DIANE WILSON: That’s right. That’s what he said. And, you know, and I don’t think the issue about Iraq is about freedom. I think it’s about oil.
AMY GOODMAN: Are you continuing your activism now? Are you continuing your protests?
DIANE WILSON: My protests for the war has started when I realized we were invading Iraq. And it will continue as long as we pursue this type of policy with the government. It will — it will continue. Right.
AMY GOODMAN: We’re talking to Diane Wilson, fourth generation shrimper turned environmental activist. Wrote the book An Unreasonable Woman: A True Story of Shrimpers, Politicos, Polluters, and the Fight for Seadrift, Texas. Do you think you’ve made any progress?
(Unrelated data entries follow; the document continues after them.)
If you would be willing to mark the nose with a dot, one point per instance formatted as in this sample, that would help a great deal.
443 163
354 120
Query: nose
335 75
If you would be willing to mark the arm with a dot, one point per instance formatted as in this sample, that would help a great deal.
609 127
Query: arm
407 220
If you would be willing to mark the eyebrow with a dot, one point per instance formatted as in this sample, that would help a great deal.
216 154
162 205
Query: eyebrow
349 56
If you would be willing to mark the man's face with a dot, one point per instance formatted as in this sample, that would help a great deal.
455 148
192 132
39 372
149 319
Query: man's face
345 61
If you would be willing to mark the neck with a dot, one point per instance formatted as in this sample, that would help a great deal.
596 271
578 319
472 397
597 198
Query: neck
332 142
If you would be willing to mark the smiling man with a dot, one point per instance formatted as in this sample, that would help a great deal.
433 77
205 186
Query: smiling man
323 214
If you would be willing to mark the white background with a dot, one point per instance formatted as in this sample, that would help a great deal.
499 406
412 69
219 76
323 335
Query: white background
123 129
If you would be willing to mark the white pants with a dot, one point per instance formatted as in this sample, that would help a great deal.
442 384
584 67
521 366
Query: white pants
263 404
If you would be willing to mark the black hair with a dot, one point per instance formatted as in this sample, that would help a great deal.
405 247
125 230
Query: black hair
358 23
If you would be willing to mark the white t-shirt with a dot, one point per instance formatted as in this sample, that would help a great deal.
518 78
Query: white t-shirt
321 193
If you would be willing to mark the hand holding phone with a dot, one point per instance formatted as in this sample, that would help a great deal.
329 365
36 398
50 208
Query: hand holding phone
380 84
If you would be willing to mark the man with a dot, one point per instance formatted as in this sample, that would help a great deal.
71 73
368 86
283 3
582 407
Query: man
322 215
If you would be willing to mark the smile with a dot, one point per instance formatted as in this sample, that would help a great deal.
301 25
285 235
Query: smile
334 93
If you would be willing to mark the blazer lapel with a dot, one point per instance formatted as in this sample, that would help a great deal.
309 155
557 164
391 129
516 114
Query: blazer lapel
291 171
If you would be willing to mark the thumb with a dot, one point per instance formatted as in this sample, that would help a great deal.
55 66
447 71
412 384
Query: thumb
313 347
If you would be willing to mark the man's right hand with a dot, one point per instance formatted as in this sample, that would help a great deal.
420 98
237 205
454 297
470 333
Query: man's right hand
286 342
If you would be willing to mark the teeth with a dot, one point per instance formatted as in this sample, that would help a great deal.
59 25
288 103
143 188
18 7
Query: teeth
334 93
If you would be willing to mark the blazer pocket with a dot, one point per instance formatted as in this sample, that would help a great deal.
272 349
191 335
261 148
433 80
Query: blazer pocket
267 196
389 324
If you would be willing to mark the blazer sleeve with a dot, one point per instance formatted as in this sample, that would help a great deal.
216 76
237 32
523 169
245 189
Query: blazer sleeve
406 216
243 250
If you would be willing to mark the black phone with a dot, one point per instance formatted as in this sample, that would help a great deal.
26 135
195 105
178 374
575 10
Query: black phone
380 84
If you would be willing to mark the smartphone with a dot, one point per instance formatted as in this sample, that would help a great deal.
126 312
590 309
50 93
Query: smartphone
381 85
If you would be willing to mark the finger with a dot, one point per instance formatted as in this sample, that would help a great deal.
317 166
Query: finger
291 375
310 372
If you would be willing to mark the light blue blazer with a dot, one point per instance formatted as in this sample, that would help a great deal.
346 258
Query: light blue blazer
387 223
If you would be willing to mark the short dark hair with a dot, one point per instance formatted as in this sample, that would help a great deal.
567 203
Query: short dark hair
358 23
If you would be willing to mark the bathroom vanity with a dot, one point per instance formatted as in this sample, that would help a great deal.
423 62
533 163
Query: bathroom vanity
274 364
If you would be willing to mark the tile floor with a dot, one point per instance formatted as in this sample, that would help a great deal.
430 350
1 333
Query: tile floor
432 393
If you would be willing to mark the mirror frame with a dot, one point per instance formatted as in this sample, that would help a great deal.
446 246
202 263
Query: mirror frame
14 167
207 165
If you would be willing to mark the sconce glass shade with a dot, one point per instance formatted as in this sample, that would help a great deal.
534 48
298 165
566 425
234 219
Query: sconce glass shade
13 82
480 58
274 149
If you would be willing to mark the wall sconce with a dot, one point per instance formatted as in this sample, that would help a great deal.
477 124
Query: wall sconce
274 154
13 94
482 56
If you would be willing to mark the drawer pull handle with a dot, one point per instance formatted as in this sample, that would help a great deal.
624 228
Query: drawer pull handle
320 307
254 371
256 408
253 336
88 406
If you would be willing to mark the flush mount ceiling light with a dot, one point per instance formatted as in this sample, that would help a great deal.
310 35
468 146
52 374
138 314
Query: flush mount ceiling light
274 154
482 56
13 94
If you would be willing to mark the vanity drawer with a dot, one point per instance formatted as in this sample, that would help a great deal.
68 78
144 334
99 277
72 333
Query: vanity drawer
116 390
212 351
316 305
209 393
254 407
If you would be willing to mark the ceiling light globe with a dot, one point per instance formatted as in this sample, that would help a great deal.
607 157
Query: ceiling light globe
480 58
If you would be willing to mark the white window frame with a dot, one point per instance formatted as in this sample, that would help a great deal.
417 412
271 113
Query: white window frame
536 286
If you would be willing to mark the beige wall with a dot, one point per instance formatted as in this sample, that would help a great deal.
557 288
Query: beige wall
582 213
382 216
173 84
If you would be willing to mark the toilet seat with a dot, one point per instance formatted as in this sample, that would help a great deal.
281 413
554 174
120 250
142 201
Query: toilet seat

Do you think you’ve changed anyone’s minds in Texas or in the rest of the country?
DIANE WILSON: Well, I know when I was — right before I got arrested for climbing that chemical tower, we — I was a part of a hunger strike supporting the Bhopal activists at that time. The Indian government was going to drop the charges against Union Carbide, against Warren Andersen, and pretty much kill the whole justice movement with Bhopal survivors. And I started a hunger strike in front of that plant in my truck. We had 1,000 people joined it. Eight different countries got involved. And at the end, the Indian government changed their mind. And they, matter of fact, kept the charges and, in fact, sent out extradition papers to the Justice Department. So I absolutely believe that people make a difference, absolutely.
AMY GOODMAN: Well, I want to thank you for being with us.
DIANE WILSON: Thank you, Amy.
AMY GOODMAN: Diane Wilson. And we’ll continue to follow your journey wherever it takes you. An Unreasonable Woman, that’s the title of her book.